You might read this and smirk and think that the emotion I really get is satisfaction at a nice bank account, but you would be wrong (ask my accountant). The reason I do what I do is, in large part, because I can’t think of anything more valuable than a United States passport.

For that reason, I was troubled by Rudy Giuliani’s comments about President Obama the other day. Unless someone has taken deliberate steps to attack the United States either through espionage, participation in acts of treason and violence or the promotion of the Kardashian clan, it’s out of line and completely inappropriate to accuse them of not loving the country.

We are in no position to judge the hearts of others, and while my fellow conservatives have tried to point out that he’s taking the country in the wrong direction and therefore must not love her, that’s a red herring. No one gets to determine what direction is the “patriotic” direction, and even though I might (and do) strongly disagree with this president on almost every single topic, I would never presume to say that he does not love this country – one in which he was born four months to the day before I was born in it – as much as the rest of us.

That makes me, in some quarters, a woman without a country, if that country is to be measured by philosophical latitudes and longitudes. I am, for all intents and purposes, the enemy of the Democratic Party and the antithesis of just about everything it has represented over the past few decades. Gay marriage, legalization of drugs, abortion rights, global warming, Michael Moore, all of these things are abhorrent to me because they represent a deliberate attempt to undermine my image of what makes America great.

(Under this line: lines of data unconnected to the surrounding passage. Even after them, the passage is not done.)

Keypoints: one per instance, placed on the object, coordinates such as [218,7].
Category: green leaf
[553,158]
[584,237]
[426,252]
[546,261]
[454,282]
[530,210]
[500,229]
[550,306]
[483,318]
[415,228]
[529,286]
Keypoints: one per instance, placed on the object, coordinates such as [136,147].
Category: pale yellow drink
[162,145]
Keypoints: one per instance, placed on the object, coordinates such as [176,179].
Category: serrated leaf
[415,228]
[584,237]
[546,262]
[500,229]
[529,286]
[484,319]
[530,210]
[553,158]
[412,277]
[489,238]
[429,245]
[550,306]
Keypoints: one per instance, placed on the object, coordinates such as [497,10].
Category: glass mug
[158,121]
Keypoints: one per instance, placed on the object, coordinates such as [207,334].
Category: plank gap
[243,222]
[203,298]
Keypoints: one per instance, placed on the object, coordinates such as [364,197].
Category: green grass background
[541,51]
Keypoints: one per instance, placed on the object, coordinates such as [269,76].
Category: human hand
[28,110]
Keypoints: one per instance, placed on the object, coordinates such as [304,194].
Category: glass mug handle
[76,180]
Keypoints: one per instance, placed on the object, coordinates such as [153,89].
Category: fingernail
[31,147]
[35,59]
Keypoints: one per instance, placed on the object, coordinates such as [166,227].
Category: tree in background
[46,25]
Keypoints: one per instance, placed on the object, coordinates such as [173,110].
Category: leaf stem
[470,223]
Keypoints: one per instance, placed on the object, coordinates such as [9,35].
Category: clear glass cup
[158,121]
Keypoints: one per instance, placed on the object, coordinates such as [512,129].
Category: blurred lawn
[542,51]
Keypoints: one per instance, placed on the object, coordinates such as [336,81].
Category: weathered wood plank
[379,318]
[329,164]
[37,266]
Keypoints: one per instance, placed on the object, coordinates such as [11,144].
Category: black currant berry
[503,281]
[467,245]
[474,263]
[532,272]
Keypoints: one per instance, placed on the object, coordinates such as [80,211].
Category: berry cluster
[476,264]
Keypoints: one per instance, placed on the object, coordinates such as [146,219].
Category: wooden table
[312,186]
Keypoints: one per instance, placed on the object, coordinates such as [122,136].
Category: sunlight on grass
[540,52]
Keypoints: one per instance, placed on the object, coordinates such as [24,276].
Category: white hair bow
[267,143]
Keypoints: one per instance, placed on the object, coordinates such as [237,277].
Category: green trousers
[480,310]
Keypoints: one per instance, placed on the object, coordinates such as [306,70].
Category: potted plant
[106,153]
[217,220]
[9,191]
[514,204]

And yet I would not say to someone who fights for same-sex marriage that he does not “love” my country, because in his own idealization of this place, he is doing something to make it better. I would not say to a woman who believes the killing of unborn children is a “right” that she does not “love” the United States because, in her own misguided way, she sees reproductive autonomy as a sacrament that only elevates society to a higher plain. I would not say to Michael Moore that he does not … OK, maybe I am getting carried away. Let’s move on.

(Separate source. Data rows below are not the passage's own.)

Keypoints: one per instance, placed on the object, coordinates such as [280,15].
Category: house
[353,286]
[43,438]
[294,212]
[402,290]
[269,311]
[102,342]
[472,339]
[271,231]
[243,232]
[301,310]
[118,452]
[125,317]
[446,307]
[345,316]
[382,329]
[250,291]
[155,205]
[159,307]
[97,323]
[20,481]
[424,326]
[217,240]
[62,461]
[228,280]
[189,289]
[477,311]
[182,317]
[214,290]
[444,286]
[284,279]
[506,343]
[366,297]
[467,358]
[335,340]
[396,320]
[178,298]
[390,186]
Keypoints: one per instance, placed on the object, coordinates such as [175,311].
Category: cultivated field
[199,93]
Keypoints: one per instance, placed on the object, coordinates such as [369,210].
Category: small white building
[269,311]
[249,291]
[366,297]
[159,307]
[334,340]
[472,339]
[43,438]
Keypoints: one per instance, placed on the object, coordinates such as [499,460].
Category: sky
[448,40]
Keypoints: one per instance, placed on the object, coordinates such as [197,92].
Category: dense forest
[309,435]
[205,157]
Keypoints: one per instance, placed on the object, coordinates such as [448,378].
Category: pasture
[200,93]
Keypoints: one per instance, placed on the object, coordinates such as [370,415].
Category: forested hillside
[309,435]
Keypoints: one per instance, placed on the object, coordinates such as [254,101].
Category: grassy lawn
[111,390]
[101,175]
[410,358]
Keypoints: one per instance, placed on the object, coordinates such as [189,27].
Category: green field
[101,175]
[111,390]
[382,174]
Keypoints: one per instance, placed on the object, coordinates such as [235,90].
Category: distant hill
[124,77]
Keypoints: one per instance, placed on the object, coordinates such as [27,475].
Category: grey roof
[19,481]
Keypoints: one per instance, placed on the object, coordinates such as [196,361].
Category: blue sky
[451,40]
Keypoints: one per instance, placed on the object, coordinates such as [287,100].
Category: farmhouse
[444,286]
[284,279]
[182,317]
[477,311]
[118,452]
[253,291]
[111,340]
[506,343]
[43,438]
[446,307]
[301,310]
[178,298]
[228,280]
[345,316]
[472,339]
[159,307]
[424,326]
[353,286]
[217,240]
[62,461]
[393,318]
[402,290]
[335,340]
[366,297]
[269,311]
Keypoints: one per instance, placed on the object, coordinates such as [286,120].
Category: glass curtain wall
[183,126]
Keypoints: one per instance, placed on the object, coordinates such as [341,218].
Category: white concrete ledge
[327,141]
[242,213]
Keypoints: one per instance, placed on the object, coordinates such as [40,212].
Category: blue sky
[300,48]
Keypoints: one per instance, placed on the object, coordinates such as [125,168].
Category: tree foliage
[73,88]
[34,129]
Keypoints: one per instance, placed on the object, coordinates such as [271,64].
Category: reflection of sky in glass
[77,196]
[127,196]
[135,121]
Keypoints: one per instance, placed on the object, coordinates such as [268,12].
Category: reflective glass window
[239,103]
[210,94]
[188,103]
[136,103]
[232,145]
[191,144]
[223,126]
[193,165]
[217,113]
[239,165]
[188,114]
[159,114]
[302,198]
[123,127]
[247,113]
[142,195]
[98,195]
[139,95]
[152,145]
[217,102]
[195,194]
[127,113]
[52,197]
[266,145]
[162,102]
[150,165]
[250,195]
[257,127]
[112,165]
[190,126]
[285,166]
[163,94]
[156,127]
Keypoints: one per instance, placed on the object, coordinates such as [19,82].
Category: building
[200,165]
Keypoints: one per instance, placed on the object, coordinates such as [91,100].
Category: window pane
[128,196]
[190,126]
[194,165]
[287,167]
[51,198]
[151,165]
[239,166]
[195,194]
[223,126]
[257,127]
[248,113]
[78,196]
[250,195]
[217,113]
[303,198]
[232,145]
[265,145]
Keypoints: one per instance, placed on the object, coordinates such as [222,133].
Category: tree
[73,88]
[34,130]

The point is that while I detest much of what this president represents, I think that he is sincere in his affection for this place that we both call home. Having seen, now, 20 years worth of immigrants attempt to integrate themselves fully into this once foreign but always beloved place has taught me that you cannot be so arrogant as to determine who “loves” and who “belongs” and what is truly the basis of being American.

All of us who strive to make this country better, even if our ideas of “better” differ drastically, have the right to be a part of this place. None of us should be “without a country,” and none of us, short of Edward Snowden, should be exiled from participation in this grand, great adventure of belonging.

Rudy Giuliani, god love my Italian paisan, should know that. So should the rest of us who, blessedly, have a country.